One worker said: "Always s*** to lose your job but I don't really know if I've lost it yet."
ONE News understands that the pay last night for Mainzeal's construction and building staff did not go through. This could amount to tens of thousands of dollars.
Impact on Christchurch rebuild
The company has been involved in the Christchurch rebuild through projects including the demolition of Clarendon Tower, a 17-storey central Christchurch building which was badly damaged in the February 22 quake.
As a managing contractor, Mainzeal was paid directly by CERA, and then employed subcontractors who carry out the work, and in many cases carry the cost of materials.
CERA says it is up to date with payments to Mainzeal, but some subcontractors ONE News spoke to say that has not trickled down.
One major partner says it is owed more than $1.5 million.
But today the Government hinted that it could open its cheque book to bail them out.
Canterbury Earthquake Recovery Minister Gerry Brownlee told subcontractors not to panic.
"Mainzeal were one company, that void will be filled because there is demand what we want to do is where CERA's involved subbies do get paid," Brownlee said.
Mainzeal is also partnered with insurers Vero and AA in the residential rebuild in Christchurch.
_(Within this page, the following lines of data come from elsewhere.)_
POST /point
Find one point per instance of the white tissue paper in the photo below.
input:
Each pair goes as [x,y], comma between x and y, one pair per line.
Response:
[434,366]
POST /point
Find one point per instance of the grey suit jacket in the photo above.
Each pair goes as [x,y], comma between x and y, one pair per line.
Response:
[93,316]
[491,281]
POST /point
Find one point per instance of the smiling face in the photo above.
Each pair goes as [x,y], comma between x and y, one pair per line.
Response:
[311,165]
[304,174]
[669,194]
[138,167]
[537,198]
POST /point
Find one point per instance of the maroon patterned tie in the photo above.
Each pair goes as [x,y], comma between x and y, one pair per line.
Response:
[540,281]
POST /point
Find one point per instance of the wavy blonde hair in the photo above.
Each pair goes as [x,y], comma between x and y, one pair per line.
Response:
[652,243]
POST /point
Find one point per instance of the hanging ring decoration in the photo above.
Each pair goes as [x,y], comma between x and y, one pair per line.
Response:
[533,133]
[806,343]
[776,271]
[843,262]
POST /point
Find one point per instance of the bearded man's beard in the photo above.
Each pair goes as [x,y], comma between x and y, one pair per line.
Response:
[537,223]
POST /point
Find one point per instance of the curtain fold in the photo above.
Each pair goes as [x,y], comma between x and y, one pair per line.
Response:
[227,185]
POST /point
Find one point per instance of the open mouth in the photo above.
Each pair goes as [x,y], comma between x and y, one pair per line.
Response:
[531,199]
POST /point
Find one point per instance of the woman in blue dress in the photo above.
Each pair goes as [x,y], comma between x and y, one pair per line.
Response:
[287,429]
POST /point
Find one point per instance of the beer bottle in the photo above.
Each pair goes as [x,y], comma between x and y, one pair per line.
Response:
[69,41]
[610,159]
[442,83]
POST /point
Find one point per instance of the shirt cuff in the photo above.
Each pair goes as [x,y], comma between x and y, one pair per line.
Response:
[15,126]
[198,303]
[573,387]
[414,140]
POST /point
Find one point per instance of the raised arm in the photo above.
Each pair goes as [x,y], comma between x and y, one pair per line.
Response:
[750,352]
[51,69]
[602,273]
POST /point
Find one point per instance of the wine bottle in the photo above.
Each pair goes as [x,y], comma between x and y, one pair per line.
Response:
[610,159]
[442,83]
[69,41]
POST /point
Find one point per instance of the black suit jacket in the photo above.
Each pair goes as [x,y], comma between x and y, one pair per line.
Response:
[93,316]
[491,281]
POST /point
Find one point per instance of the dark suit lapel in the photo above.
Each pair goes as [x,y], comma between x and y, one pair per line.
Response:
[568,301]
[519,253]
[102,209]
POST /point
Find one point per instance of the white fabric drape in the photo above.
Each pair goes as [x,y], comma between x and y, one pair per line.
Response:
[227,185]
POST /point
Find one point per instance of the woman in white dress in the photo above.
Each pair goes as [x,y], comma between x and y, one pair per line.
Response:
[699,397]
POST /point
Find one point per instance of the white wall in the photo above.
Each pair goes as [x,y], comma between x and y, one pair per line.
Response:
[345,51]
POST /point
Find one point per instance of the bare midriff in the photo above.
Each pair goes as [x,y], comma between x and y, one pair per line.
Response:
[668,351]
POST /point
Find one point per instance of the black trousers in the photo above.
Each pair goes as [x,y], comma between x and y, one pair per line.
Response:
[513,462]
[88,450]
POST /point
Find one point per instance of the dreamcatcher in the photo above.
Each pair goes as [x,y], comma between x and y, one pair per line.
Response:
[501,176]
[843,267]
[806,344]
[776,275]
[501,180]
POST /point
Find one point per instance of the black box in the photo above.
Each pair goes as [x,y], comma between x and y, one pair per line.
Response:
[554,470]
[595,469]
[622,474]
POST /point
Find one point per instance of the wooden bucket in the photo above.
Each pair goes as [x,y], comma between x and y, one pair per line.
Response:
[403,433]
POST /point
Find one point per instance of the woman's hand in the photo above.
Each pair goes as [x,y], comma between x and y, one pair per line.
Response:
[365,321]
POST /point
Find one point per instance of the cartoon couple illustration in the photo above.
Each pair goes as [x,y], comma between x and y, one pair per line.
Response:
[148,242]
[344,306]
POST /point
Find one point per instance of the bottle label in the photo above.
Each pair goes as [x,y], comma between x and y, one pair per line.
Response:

But the receivership is not expected to stop that work going ahead.
"Mainzeal's role there has been much more as a project manager rather than doing the actual building and I'd have thought it'd be pretty easy for Vero to find other arrangements," CERA chief executive Roger Sutton said.
"But you know there'll be a few weeks where things are a little uncertain."
It is also a high stakes wait too for those with uncompleted projects, like a new $95 million campus at Manukau Institute of Technology.
"It has all been discombobulated by the receivership of Mainzeal and we just have to establish the lines of contractual responsibility so we can get back on track again," MIT chief executive, Dr Peter Brothers said.
It is the same story across road - the Manukau Court project is one of five Mainzeal is working on for the Ministry of Justice.
But the Prime Minister says it is not all bad.
"If the company is liquidated, which looks like it is going to be the case, it's highly likely that it will either be bought in part or in totality and certainly we would expect those workers to be find jobs in other places," he said.
But some say it is a kick in the guts and the industry deserves more respect from the Government.
"This is our future with all our young people coming through all our trade training apprentices and everything else and I am afraid this has a major dramatic effect on that," Bassett said.
PWC partners Colin McCloy and David Bridgman were appointed as receivers for Mainzeal and associated entities, as a result of a request made by directors to Bank of New Zealand. They met last night to determine the firm's options.
Mainzeal director Richard Yan said that after "a series of events that had adversely affected the company's financial position" and a general fall off in commercial construction work, the company could no longer continue trading.
The company was no longer getting shareholder support, he said.
McCloy said they were committed to doing the best they could for suppliers, staff and subcontractors of Mainzeal.
"We will work closely with all parties involved with Mainzeal contracts to determine the best way forward," he said in a statement.
ONE News understands that three of the former directors that resigned yesterday did not know until the end of last year that they did not have a capital to keep things ticking over.
Paul Johnston from the EPMU said: "It was a shock - even to Mainzeal management, I was talking to the manager before the meeting and even he didn't know anything was going on until yesterday. All of our members found out through the media."
Nicole Bremner said the receivers are doing a site by site audit, and PWC are urging anyone who thinks they are owed money with to file a claim with them.